Lions Club Rhein-Wied stiftet Schülerpreis

Geschichte erleben mit Konrad Adenauer

v.l.: Dr. Stefan Vesper (Vorstandsvors. Stiftung Bundeskanzler Adenauerhaus), Dr. Konrad Adenauer (Stiftung Bundeskanzler Adenauerhaus), die Preisträger Raphael Piontek, Franka Borgmann und Paul Martin Hoffmann, Ingeborg Mende (Präsidentin LC Rhein-Wied), Günter Sandvoß (LC Rhein-Wied), Dr. Sabine Schößler (Geschäftsführerin der Stiftung Bundeskanzler Adenauerhaus) sowie Bärbel Schülzchen (2. Vizepräsidentin LC Rhein-Wied).  Foto: privat

Bad Honnef. Im feierlichen Rahmen wurde im Rhöndorfer Adenauerhaus bereits zum zwölften Mal der vom LC Rhein-Wied gestiftete Konrad-Adenauer-Schülerpreis verliehen. Die Stiftung Bundeskanzler-Adenauer hatte den Preis ausgeschrieben und damit Schülerinnen und Schüler angeregt, sich im Rahmen von Facharbeiten mit dem Leben, Wirken und Vermächtnis des ersten Kanzlers zu beschäftigen. Das wissenschaftliche Arbeiten und auch das Erleben von Geschichte anhand einer Person solle mit diesem Preis gefördert werden, so die neue Geschäftsführerin der Stiftung, Dr. Sabine Schößler.

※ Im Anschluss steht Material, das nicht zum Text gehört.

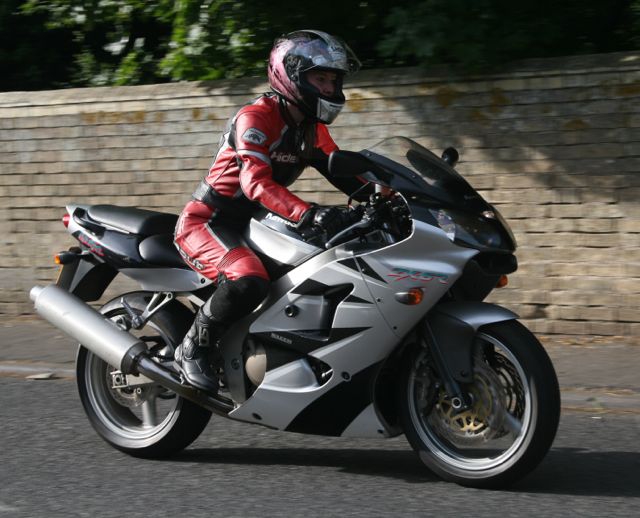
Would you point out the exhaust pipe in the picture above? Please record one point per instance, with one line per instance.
(83, 323)
(112, 344)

Zusammen mit dem Kanzlerenkel, dem Notar Konrad Adenauer aus Köln, konnte die Präsidentin des Lions Clubs Rhein-Wied, Ingeborg Mende, die Geldpreise in Höhe von 250, 150 und 100 Euro überreichen. Den ersten Preis erhielt Raphael Piontek vom Beethoven-Gymnasium in Bonn für seine Arbeit mit dem Titel „Konrad Adenauer und Charles de Gaulle – von der ersten Begegnung 1958 bis zum deutsch-französischen Freundschaftsvertrag 1963“. Der zweitplatzierte Paul Martin Hoffmann vom Carl-von-Ossietzky-Gymnasium beschäftigte sich mit dem Thema „Konrad Adenauer – ein Verfolgter des Naziregimes?“. Den dritten Platz belegte Franka Borgmann mit ihrer Arbeit zur Fragestellung „War Adenauers und de Gaulles Freundschaft die Grundlage für eine gelungene Westintegration?“.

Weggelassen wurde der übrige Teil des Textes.